MATA UANG ASIA TURUN KE LEVEL TERENDAH SEJAK 2022

  • Info Pasar & Berita
  • 27 Jun 2024

17837484

IQPlus, (27/6) - Mata uang Asia merosot ke level terlemahnya dalam lebih dari 19 bulan setelah dolar AS menguat di tengah prospek bahwa suku bunga AS akan tetap tinggi dalam jangka waktu yang lebih lama.

Indeks Dolar Asia Bloomberg turun 0,1 persen pada hari Kamis (27 Juni) ke level terendah sejak November 2022. Pergerakan ini terjadi setelah peso Filipina dan rupee India ditutup mendekati rekor terendah pada hari sebelumnya sementara won Korea Selatan ditutup pada level tertinggi. kunci 1.400 per level dolar AS.

Kebangkitan dolar AS menimbulkan kekacauan di Asia tahun ini, memberikan tekanan pada bank sentral untuk meningkatkan pertahanan mata uang mereka.

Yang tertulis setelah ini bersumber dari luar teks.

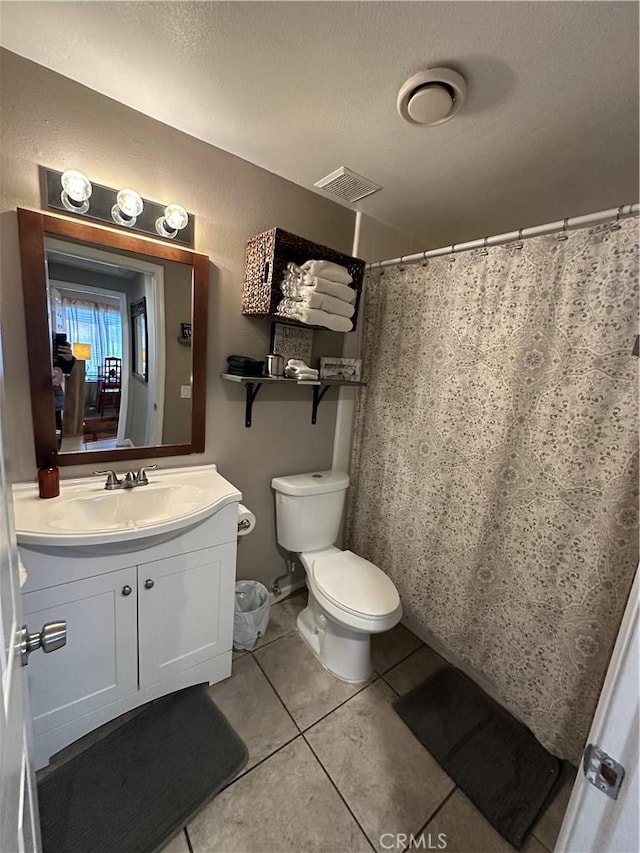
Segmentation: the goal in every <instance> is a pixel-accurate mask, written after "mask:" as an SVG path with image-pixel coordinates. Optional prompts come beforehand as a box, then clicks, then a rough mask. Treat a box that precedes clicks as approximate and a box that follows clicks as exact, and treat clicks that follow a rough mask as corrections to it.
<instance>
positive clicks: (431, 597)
mask: <svg viewBox="0 0 640 853" xmlns="http://www.w3.org/2000/svg"><path fill="white" fill-rule="evenodd" d="M637 297H638V223H637V220H636V219H635V218H634V219H630V220H626V221H624V222H622V223H620V224H619V226H616V227H614V228H613V229H612V228H611V227H606V226H602V227H597V228H593V229H590V230H586V229H585V230H580V231H575V232H572V233H569V235H568V239H566V240H562V239H558V237H557V236H545V237H536V238H532V239H529V240H526V241H525V242H524V245H522V247H521V248H518V245H517V244H511V245H509V246H505V247H502V246H500V247H494V248H490V249H488V252H487V253H485V252H483V251H482V250H480V251H475V252H465V253H461V254H458V255H452V256H451V257H443V258H436V259H431V260H428V261H427V262H426V263H424V264H416V265H411V266H407V267H406V268H405V269H404V270H402V269H400V268H399V267H394V268H391V269H390V270H388V271H384V272H383V273H382V274H380V273H373V274H371V275H370V277H369V279H368V281H367V283H366V304H365V316H364V339H363V353H362V356H363V375H364V376H365V377H366V378H367V379H368V382H369V384H368V387H367V388H366V389H363V391H362V394H361V398H360V402H359V405H358V410H357V414H356V432H355V443H354V450H353V458H352V469H351V470H352V477H353V483H354V485H353V487H352V489H351V490H350V491H351V496H350V504H349V511H348V520H347V531H346V533H347V544H348V546H349V547H351V548H353V550H354V551H356V552H357V553H359V554H361V555H362V556H364V557H366V558H368V559H370V560H372V561H373V562H374V563H376V564H377V565H378V566H380V567H381V568H382V569H383V570H384V571H386V572H387V573H388V574H389V576H390V577H391V578H392V580H393V581H394V583H395V584H396V586H397V588H398V591H399V593H400V596H401V599H402V602H403V605H404V609H405V613H406V614H407V616H408V620H409V622H410V623H412V624H413V625H414V626H415V627H416V628H417V629H418V630H420V629H423V631H424V633H425V635H428V636H432V637H434V638H435V639H436V640H437V641H438V642H439V643H440V644H441V645H442V646H443V647H444V648H446V649H448V650H449V651H450V652H451V653H452V655H453V656H455V657H456V658H457V659H458V660H460V661H462V663H463V665H464V666H465V667H469V668H471V669H472V670H473V671H474V672H475V673H478V674H479V676H480V677H481V678H480V679H479V680H481V681H484V683H485V684H487V685H490V686H491V688H492V691H494V692H495V694H497V695H498V696H499V697H500V698H501V700H502V701H503V702H504V703H505V705H506V706H507V707H508V708H509V709H510V710H511V711H512V712H513V713H514V714H515V715H516V716H517V717H519V718H520V719H521V720H523V721H524V722H525V723H526V724H527V725H528V726H529V727H530V728H531V729H532V730H533V732H534V733H535V735H536V736H537V737H538V739H539V740H540V741H541V742H542V743H543V744H544V745H545V746H546V747H547V748H548V749H550V750H551V751H552V752H554V753H555V754H557V755H560V756H561V757H564V758H568V759H570V760H573V761H574V762H577V760H578V759H579V756H580V753H581V751H582V749H583V747H584V743H585V739H586V736H587V733H588V729H589V725H590V721H591V718H592V716H593V712H594V710H595V705H596V701H597V698H598V694H599V691H600V687H601V685H602V681H603V678H604V674H605V671H606V668H607V665H608V660H609V657H610V655H611V651H612V648H613V643H614V640H615V636H616V633H617V629H618V625H619V622H620V619H621V616H622V611H623V609H624V605H625V601H626V599H627V596H628V593H629V590H630V587H631V582H632V580H633V575H634V571H635V567H636V564H637V560H638V471H637V459H638V423H637V396H638V385H637V367H638V359H637V358H636V357H635V356H634V355H633V354H632V351H633V347H634V341H635V335H636V332H637V319H638V318H637Z"/></svg>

Para pedagang menunggu pihak berwenang melakukan intervensi di Jepang, sementara para pembuat kebijakan di India, Vietnam dan india sudah mulai melakukan intervensi di pasar.

"Lingkungan suku bunga AS yang tinggi dalam jangka waktu yang lebih lama melemahkan harapan pemulihan mata uang Asia,. kata Christopher Wong, ahli strategi valuta asing di OCBC di Singapura. .Dan sekarang kesengsaraan semakin bertambah menyusul pelemahan baru dalam yuan dan yen. Bank sentral mungkin harus melakukan intervensi yang lebih kuat untuk meredakan volatilitas".

Indeks Bloomberg Dollar Spot telah naik hampir 5 persen sejak akhir bulan Desember karena pejabat Federal Reserve memberikan sinyal bahwa mereka mungkin menunda penurunan suku bunga sampai inflasi turun secara berkelanjutan ke target mereka.

Pelemahan yuan juga berkontribusi terhadap penurunan Indeks Dolar Asia Bloomberg lebih dari 3 persen tahun ini. Mata uang Tiongkok telah jatuh lebih dari 2 persen pada tahun 2024.

Pelemahan yen dan yuan kemungkinan akan berdampak pada mata uang regional, terutama won dan dolar Taiwan, kata Alvin Tan, ahli strategi di RBC Capital Markets di Singapura.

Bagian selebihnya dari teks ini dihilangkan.